Masonry came to North America in approximately 1733, when Henry Price, the provincial Grand Master of North America (part of the Grand Lodge of England) granted a charter to a group of Boston Masons. Lodges began to open throughout British North America and the New England area for decades after, when in 1792, the Provincial Grand Lodge of Upper Canada was established. After becoming the Dominion of Canada in 1867, the Provincial Grand Lodge splintered into various Grand Lodges for each province, and to this day maintains close control of all Lodges within the province.
Cameron Lodge No. 232 A.F. & A.M. (Ancient, Free and Accepted Masons) was founded in Wallacetown in 1870, when twelve members of the pre-existing Prince of Wales Lodge No. 171 (now in Iona Station) petitioned the Grand Master of Canada in the Province of Ontario, Alexander B. Stevenson, and the Grand Secretary, Thomas B. Harris, to create a new Lodge. Stevenson and Harris granted the dispensation to the twelve founding members: John Edgecombe, Dr. G.W. Ling, D.G. McKellar, W.H. Loud, J.H. Stewart, Dr. D.G. Ruthven, C.L. Humphries, Joseph Scott, John H. Cameron, T. Cusack, and W. Simpkins.
The new Lodge of Free and Accepted Masons was christened Cameron Lodge after founder John H. Cameron, and the earliest officers were John Edgecombe, Worshipful Master; Dr. G.W. Ling, Senior Warden; and D.G. McKellar, Junior Warden. Meetings were held on the Wednesday of or before the full moon, and were initially held in a rented hall, but were forced to move when the building was sold and moved to Dutton. Their second hall, ca. 1875-1879, came about when Alexander Urquhart was building a store; the Masons arranged to fix up the top storey for their Lodge room, and rent it for $15 a year. This arrangement did not last long: in approximately January of 1886, the hotel next door caught fire, and burned down the Lodge with it, including Lodge records and furnishings.
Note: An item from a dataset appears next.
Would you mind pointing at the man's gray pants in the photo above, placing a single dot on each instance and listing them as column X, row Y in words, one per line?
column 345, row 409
A new building was erected shortly afterward, and until 1889, the Masons were under similar arrangements: they rented out the top storey of a building for their Lodge, while on the bottom was a store. By 1889, it was decided to move the Lodge to Dutton, as more members resided there. In Dutton, they initially rented a room above Hockin and Pool’s grocery store. The lease, which still exists, shows the Masons rented the room for the sum of $12 annually.
The Masons moved again in 1899, this time renting out three rooms above Drake and McPherson’s store on the west side of Main Street. They were not there long; by 1903, they were renting out a hall above J. H. Price’s store; that building eventually burned down and, as before, many records were lost. By 1914, they had achieved stability, moving to Hodder Block. That remained the meeting place for 43 years, until 1957. By the time they reached that area, their membership had grown rapidly from the initial twelve: by 1910, there were 62 members, and this number grew to 103 by 1919!
By 1955, it was apparent that the membership was growing and that there was a need for their own space. They decided to build their own structure, and agreed to lease out the lower floor to the Dutton Post Office, which was also in need of improved quarters. Work commenced in 1956, and was finished by the following year. The building was situated on the east side of Main Street, and was 33 by 65 feet. Furnishings were donated by members and relatives of former members, while financing was done through debentures sold only to Masons.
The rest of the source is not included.